Abstract

HISTORY: A 59 year-old right hand dominant white female slipped and fell during aerobic exercise, sustaining a right shoulder injury as she tried to prevent her fall with an outstretched upper limb. On presentation to the Emergency Department she was noted to have an anterior-inferior shoulder dislocation, which was reduced without complications. Shortly following the injury she noticed persistent paresthesias and weakness in her right hand. She reported no other injuries, trauma, or previous history of similar symptoms. There were no reports of neck, elbow, contralateral limb, or bowel/bladder issues. She was seen for electodiagnostic consultation 10 days after her injury. PHYSICAL EXAMINATION: Patient was an age appropriate female in no acute distress. She held her right arm internally rotated and adducted, and was apprehensive of any manipulation. Active, passive, and resisted range of motion of the elbow, wrist, and hand were pain free. Manual muscle testing of the right upper limb revealed significant weakness in shoulder girdle muscles, however the exam was compromised due to pain. Further weakness was also noted on elbow flexion and extension, wrist flexion and extension, and finger abduction. There was more pronounced weakness in the median nerve distribution, especially involving the distally innervated muscles. Reflexes of the right biceps, triceps, and brachioradialis were 1+ compared with 2+ on the left side. Sensation throughout the limb was intact ot light touch and pin prick.
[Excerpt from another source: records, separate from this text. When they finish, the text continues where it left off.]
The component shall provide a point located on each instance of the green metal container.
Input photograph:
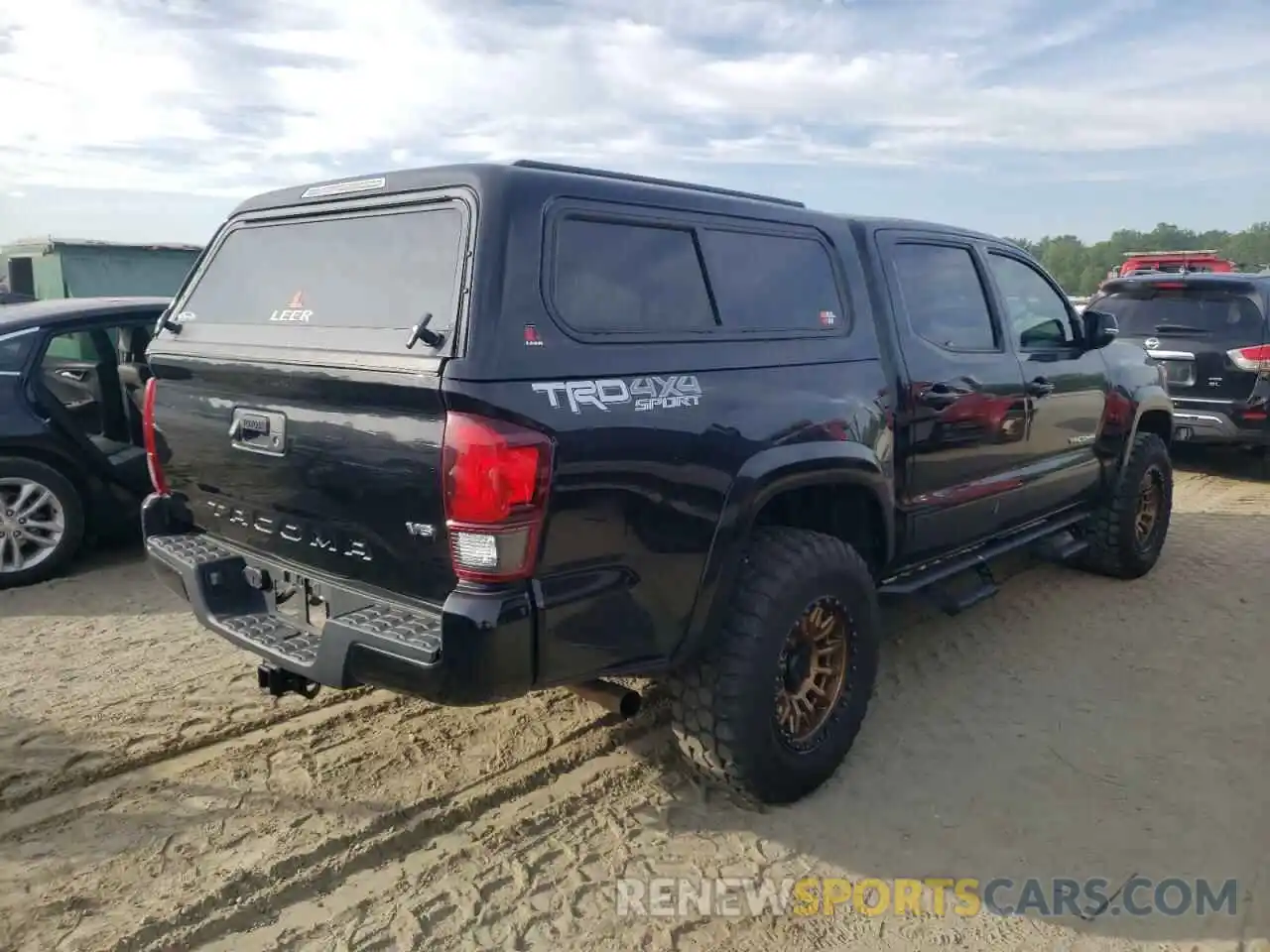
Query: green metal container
(53, 268)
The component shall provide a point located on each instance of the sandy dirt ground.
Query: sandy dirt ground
(1072, 726)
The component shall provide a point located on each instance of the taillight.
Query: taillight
(495, 479)
(1254, 359)
(148, 428)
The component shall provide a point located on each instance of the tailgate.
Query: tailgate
(1193, 329)
(295, 417)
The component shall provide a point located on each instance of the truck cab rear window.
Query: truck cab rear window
(380, 272)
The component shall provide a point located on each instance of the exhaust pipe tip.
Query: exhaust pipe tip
(612, 697)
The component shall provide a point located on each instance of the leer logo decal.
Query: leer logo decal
(644, 393)
(295, 311)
Testing of the left upper limb did not reveal any neurological deficits. DIFFERENTIAL DIAGNOSIS: Brachial Plexopathy Nerve Root Avulsion Neural-gic Amyotrophy Cervical Radiculopathy Rotator Cuff Injury Multiple Nerve Pressure Palsies TESTS AND RESULTS: 2 View shoulder films showing successful reduction of dislocation. Electrodiagnortic study with evidence of brachial plexus injury to all three trunks, with aspects of axonal injury and neurapraxia. Active recruitment was seen in all muscles tested, except the distal median nerve innervated muscles. Nerve conduction studies had reduced distal SNAP amplitudes (50%) and CMAP amplitudes (50%) in tested median and ulnar nerves. WORKING DIAGNOSIS: Brachial pan plexopathy. TREATMENT AND OUTCOMES: Protection:sling Slow and gradually progressive rehabilitation program. Adequate pain control with NSAIDS and modalities Further imaging studies and repeat electrodiagnostic testing.